Before finding a therapist, I even tried it by myself a little. I followed some guides I found online like this one about drop-ins into the right mindset and this one about questions to ask. I had some good experiences with those.
It always goes a bit the same way. At first, I feel like I’m just pretending, and nothing is happening, and I’m just playing along, imagining parts. Then the parts start saying things that not only surprise me, but that I know instantly and intuitively that are true. It is quite a bizarre sensation.
Even talking about it now, I feel it in me, a resistance. I have a hard time accepting that I’m associating with this. It feels like some kind of guilt by association, but guilty of what? The thing is, IFS is really working for me, so I couldn’t dismiss it, but the resistance persisted.

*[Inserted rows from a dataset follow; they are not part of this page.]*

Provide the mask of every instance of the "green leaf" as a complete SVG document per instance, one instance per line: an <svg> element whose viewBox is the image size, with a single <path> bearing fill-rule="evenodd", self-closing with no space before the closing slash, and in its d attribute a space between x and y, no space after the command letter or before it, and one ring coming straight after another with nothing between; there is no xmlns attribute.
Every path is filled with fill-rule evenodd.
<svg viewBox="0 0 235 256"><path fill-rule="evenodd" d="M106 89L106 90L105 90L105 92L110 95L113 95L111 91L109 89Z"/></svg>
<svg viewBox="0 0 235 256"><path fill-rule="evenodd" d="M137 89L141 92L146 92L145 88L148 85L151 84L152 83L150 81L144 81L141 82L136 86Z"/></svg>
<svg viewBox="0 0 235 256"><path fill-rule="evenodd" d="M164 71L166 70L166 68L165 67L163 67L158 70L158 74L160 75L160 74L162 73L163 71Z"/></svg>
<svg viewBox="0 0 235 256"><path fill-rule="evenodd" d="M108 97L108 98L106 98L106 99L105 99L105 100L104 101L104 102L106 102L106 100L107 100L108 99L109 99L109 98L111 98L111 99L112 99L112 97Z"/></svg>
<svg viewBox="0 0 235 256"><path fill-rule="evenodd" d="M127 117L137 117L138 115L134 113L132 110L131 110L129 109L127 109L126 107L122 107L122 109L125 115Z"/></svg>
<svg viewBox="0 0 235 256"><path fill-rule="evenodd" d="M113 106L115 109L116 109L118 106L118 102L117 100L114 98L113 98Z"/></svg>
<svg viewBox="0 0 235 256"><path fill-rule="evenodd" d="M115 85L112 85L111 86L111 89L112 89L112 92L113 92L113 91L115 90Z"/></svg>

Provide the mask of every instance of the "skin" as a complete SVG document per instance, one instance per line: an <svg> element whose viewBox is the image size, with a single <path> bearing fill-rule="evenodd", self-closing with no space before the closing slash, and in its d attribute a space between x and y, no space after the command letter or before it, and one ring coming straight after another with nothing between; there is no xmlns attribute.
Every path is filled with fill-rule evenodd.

As I mentionned in my post called Do what you hate, I initially got into IFS because I was looking for a type of therapy I would hate. I liked.. the pluralistic view of its theory of the psyche (see Willpower), but I really didn’t like the new-age sort of spiritual vibes I was also getting.
I have come to call this resisting part of me : the armor. It’s that part of myself that wants things to be logical, rational, secular and most importantly justifiable. I want to have one narrative for my life, no contradictions. I want to stay cool-headed in arguments. I want no drama in my life. I want to rely on nobody. I want not to show weakness.
It reminds me of the robot scene in one of my favorite shows of all time: Ping Pong the Animation. The coach is bullying Smile on the table to throw him off his game and teach him a lesson, accidentally reminding him of the time his classmate locked him up in a locker as a kid.
I need to rewatch that show, it’s a masterpiece.
I feel like the armor is something like that to me. I have come to associate a lot of my avoidance with that part. That part represents both things I like about myself and others I wish to change. I was just talking about how annoyed I was by this part and how I wanted to change it with my therapist the other day. She proposed that I close my eyes, take turns between myself and the armor, and have a conversation.
I hated that, but I did it.
At first, I played both “roles” with the therapist’s guidance. It felt performative, even fake, but I kept going. Then it turned into a heated debate. It felt like a real discussion. Then at one point, something changed. I was just filled with so much care toward that part of myself. The therapist asked me what I wanted to offer that part, and I said, “It’s ok for you to be who you are”. “I’m just happy just to have a conversation.”
I even surprised myself by saying that. I was just saying a moment before that it was wrong and that it should change, and now I was saying the opposite. Like, where the f*ck are those words coming from?! But again I couldn’t argue against them, they felt true. In that moment I understood that part and it felt right to just fully accept it as is. It’s doing the best it can. It’s also what you should do to the people you care about.
Reminds me of this quote :
The most beautiful people we have known are those who have known defeat, known suffering, known struggle, known loss, and have found their way out of the depths. These persons have an appreciation, a sensitivity, and an understanding of life that fills them with compassion, gentleness, and a deep loving concern. Beautiful people do not just happen. - Elisabeth Kubler-Ross
I don’t know, it just felt meaningful.